TODAY CUBA, HAVANA — MasterCards from Florida-based Stonegate Bank are the first U.S.-issued credit cards that can be used to withdraw cash at automatic teller machines in Cuba, the first vice president of the country’s central bank said Monday.
Irma Margarita Martinez, speaking to media on the sidelines of a financial services conference, said Cuba was open to extending the service to all American credit card holders.
“To date, no other U.S. bank has approached us or expressed an interest,” she said.
Stonegate has issued about 500 cards, mainly to Cuban Americans who travel to their homeland and American businesses interested in the Caribbean island, Tania Fernandez, manager of the bank’s Havana office said in a news briefing outside the event hosted by Miami-based International Money Transfer Conference.

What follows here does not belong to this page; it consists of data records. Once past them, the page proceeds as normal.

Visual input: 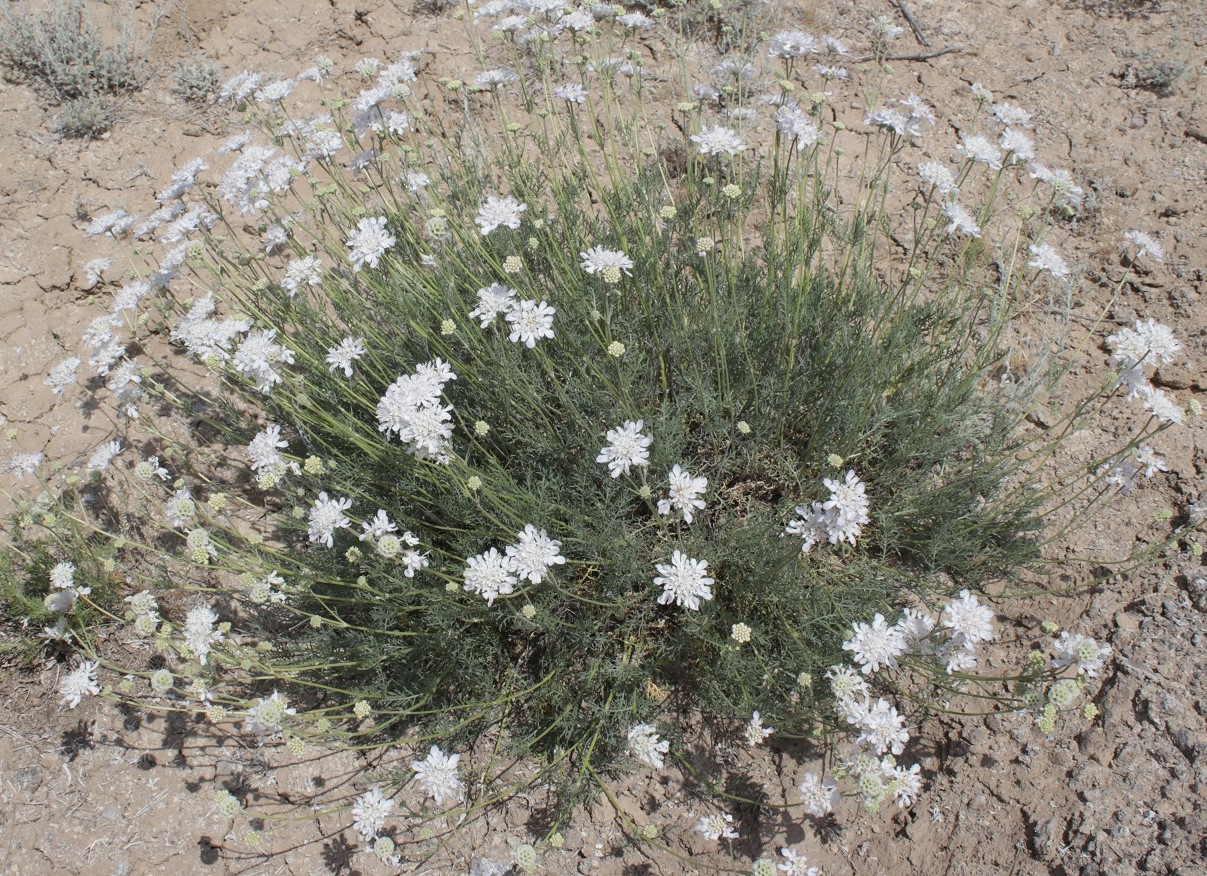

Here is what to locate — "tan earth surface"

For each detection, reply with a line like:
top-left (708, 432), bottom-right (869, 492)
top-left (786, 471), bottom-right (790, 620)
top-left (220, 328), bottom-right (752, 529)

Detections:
top-left (0, 0), bottom-right (1207, 876)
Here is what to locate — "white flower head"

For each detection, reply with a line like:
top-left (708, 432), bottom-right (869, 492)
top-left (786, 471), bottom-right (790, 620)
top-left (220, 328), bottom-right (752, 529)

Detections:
top-left (1053, 631), bottom-right (1112, 678)
top-left (1124, 232), bottom-right (1165, 263)
top-left (578, 246), bottom-right (632, 276)
top-left (42, 356), bottom-right (80, 396)
top-left (742, 709), bottom-right (775, 748)
top-left (183, 606), bottom-right (226, 666)
top-left (943, 590), bottom-right (993, 646)
top-left (244, 690), bottom-right (297, 744)
top-left (766, 30), bottom-right (822, 59)
top-left (692, 124), bottom-right (746, 158)
top-left (462, 548), bottom-right (519, 606)
top-left (470, 282), bottom-right (515, 328)
top-left (695, 812), bottom-right (737, 841)
top-left (88, 440), bottom-right (122, 474)
top-left (345, 216), bottom-right (396, 270)
top-left (352, 784), bottom-right (395, 842)
top-left (595, 420), bottom-right (654, 478)
top-left (553, 82), bottom-right (587, 104)
top-left (59, 660), bottom-right (100, 708)
top-left (943, 200), bottom-right (981, 238)
top-left (628, 724), bottom-right (671, 770)
top-left (654, 550), bottom-right (715, 612)
top-left (858, 697), bottom-right (909, 755)
top-left (776, 848), bottom-right (821, 876)
top-left (1027, 244), bottom-right (1069, 280)
top-left (503, 300), bottom-right (558, 350)
top-left (507, 524), bottom-right (566, 584)
top-left (308, 491), bottom-right (352, 548)
top-left (326, 338), bottom-right (366, 378)
top-left (658, 462), bottom-right (709, 524)
top-left (957, 134), bottom-right (1002, 170)
top-left (1143, 386), bottom-right (1186, 426)
top-left (800, 772), bottom-right (842, 818)
top-left (842, 613), bottom-right (908, 676)
top-left (281, 256), bottom-right (322, 298)
top-left (474, 194), bottom-right (527, 236)
top-left (410, 746), bottom-right (465, 806)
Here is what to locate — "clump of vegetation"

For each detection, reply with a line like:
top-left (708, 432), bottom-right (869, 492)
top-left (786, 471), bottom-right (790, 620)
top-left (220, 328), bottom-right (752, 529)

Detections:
top-left (54, 94), bottom-right (116, 140)
top-left (12, 4), bottom-right (1185, 870)
top-left (0, 0), bottom-right (150, 138)
top-left (173, 60), bottom-right (222, 106)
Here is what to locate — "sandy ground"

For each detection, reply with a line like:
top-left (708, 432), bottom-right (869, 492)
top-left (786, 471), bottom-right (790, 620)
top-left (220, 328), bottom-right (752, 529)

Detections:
top-left (0, 0), bottom-right (1207, 876)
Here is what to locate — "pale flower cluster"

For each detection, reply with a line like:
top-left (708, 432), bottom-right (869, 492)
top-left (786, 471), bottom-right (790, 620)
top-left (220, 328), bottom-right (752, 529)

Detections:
top-left (462, 524), bottom-right (566, 606)
top-left (785, 469), bottom-right (870, 554)
top-left (377, 358), bottom-right (456, 463)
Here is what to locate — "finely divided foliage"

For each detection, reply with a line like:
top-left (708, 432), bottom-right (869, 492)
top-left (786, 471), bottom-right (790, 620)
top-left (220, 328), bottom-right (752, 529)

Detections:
top-left (10, 0), bottom-right (1184, 872)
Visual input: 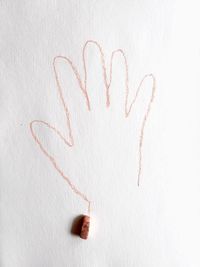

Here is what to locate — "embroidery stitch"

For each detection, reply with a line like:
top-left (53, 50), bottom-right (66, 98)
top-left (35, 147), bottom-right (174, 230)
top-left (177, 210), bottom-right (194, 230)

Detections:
top-left (30, 40), bottom-right (156, 218)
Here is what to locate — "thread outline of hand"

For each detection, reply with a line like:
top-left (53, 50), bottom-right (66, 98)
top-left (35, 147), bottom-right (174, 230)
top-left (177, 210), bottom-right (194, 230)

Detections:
top-left (30, 40), bottom-right (156, 214)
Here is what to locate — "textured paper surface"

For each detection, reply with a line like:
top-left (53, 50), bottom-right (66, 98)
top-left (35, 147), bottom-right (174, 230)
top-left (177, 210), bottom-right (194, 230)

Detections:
top-left (0, 0), bottom-right (200, 267)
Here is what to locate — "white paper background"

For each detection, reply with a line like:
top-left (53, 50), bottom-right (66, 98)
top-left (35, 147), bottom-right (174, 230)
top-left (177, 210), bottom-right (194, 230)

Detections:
top-left (0, 0), bottom-right (200, 267)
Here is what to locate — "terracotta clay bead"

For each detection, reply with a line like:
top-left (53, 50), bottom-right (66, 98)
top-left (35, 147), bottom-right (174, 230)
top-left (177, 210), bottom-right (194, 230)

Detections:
top-left (80, 215), bottom-right (90, 239)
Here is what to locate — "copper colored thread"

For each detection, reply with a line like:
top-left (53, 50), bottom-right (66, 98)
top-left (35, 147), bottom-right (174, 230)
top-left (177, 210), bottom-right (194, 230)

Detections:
top-left (30, 40), bottom-right (156, 218)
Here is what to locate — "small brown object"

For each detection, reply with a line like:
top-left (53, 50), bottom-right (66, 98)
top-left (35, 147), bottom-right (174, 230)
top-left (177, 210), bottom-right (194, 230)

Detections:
top-left (80, 215), bottom-right (90, 239)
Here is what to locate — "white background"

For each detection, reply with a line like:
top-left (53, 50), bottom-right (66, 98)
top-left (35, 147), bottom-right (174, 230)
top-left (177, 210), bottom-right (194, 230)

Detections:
top-left (0, 0), bottom-right (200, 267)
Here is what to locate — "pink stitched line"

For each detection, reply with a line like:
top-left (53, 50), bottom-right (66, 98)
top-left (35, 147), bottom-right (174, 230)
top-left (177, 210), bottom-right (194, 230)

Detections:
top-left (30, 40), bottom-right (156, 214)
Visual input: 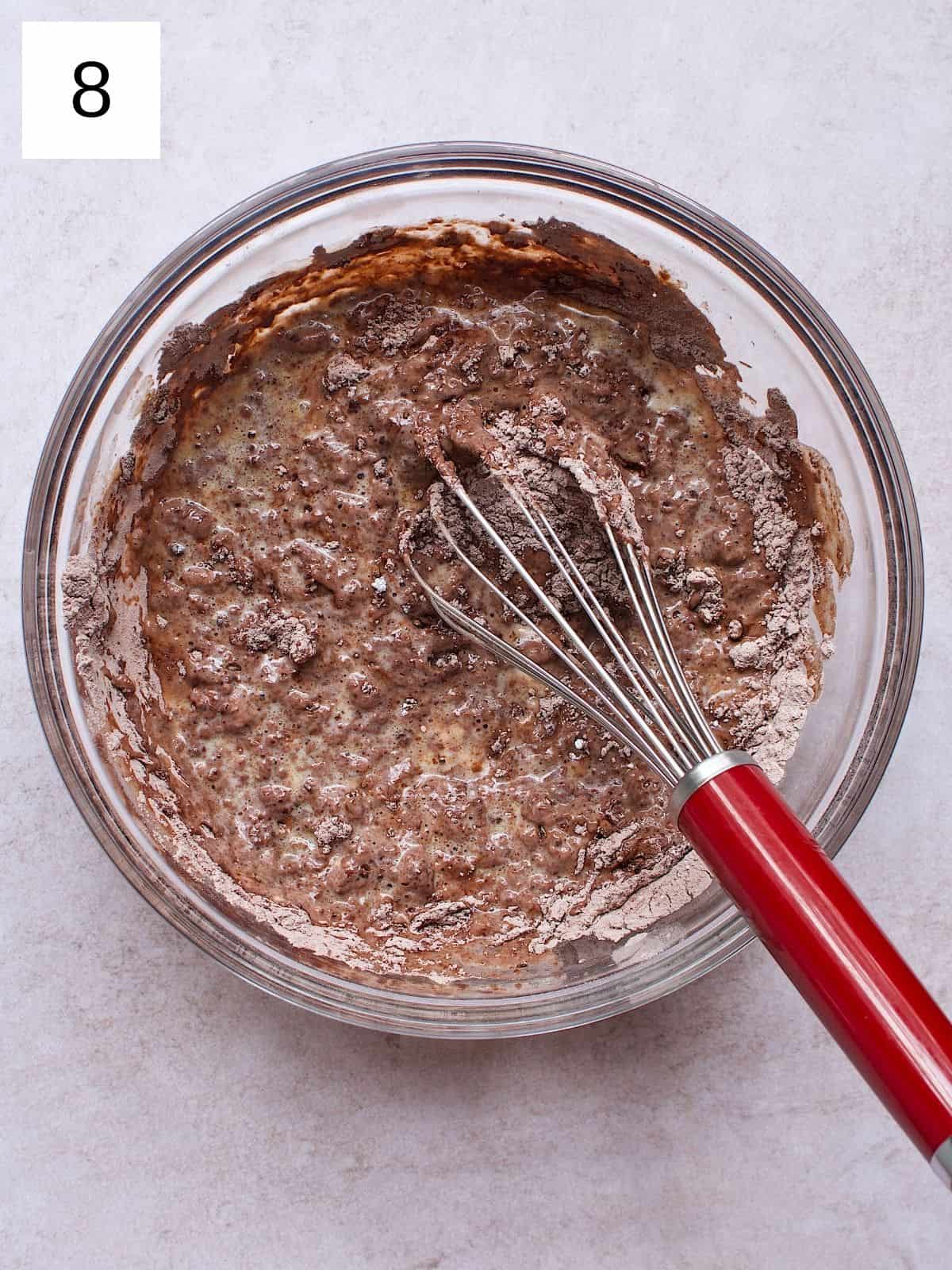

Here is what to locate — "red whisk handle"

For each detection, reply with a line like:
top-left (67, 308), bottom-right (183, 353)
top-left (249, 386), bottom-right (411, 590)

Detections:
top-left (674, 752), bottom-right (952, 1186)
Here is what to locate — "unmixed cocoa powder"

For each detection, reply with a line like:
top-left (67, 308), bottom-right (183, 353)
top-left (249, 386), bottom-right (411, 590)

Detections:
top-left (63, 222), bottom-right (849, 979)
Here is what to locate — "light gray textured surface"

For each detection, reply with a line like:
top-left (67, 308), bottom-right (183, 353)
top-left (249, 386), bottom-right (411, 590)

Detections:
top-left (0, 0), bottom-right (952, 1270)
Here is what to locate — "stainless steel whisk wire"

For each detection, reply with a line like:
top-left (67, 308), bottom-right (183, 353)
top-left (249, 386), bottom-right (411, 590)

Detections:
top-left (405, 472), bottom-right (721, 786)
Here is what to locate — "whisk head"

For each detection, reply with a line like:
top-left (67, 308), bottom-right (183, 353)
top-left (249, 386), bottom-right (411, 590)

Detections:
top-left (404, 462), bottom-right (722, 787)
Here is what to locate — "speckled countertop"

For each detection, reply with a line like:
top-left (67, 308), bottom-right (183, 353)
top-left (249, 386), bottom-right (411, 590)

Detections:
top-left (0, 0), bottom-right (952, 1270)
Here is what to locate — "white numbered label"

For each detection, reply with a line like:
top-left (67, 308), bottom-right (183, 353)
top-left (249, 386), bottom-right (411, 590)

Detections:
top-left (23, 21), bottom-right (161, 159)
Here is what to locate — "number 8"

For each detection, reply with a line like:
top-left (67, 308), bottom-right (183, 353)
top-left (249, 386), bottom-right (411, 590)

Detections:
top-left (72, 62), bottom-right (110, 119)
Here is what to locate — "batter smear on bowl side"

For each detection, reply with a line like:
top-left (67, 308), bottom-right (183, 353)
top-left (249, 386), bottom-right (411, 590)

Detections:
top-left (62, 222), bottom-right (852, 979)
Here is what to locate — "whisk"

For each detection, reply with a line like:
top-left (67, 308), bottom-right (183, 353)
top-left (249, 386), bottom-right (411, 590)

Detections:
top-left (404, 472), bottom-right (952, 1189)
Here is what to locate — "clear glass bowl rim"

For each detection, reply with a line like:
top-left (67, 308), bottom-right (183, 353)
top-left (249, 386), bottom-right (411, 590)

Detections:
top-left (23, 141), bottom-right (924, 1037)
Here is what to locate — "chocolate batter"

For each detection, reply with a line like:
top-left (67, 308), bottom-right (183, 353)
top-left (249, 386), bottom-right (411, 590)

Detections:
top-left (63, 224), bottom-right (849, 978)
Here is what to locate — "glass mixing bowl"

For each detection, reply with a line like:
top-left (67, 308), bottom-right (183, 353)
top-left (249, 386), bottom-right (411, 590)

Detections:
top-left (23, 144), bottom-right (923, 1037)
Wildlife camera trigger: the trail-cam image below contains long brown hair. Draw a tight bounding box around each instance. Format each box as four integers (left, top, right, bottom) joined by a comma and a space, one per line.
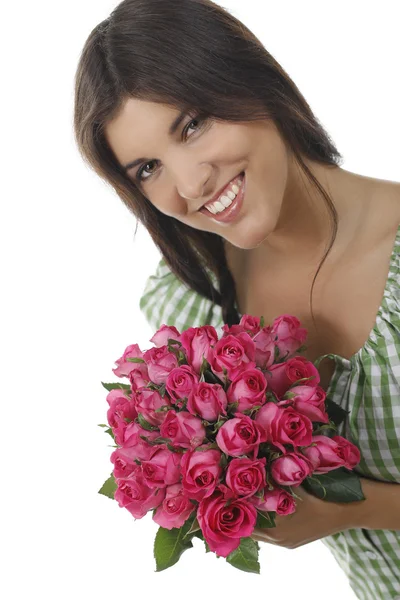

While the card can be used at hotels, car rental agencies, some restaurants and now at Havana cash machines, it was not being accepted at more than 10,000 retail shops run by the state, Fernandez said.
Stonegate, which in May 2015 became the first American bank since the 1959 Revolution to open an office in Cuba, issued the MasterCard this month. MasterCard said in January it would allow its cards issued in the United States to be used in Cuba, effective March 1.
As part of a growing detente between the two Cold War foes begun in 2014, more Americans are traveling to Cuba and American businesses are taking a closer look at the once-forbidden island, but financial services are lagging far behind.
President Obama has loosened restrictions on financial services to reduce the risks U.S. travelers face from carrying large amounts of cash, but little has changed.
Meanwhile, a large “Four Points by Sheraton” sign has gone up outside the Havana hotel that this week becomes the first in Cuba to operate under a U.S. brand since the 1959 revolution.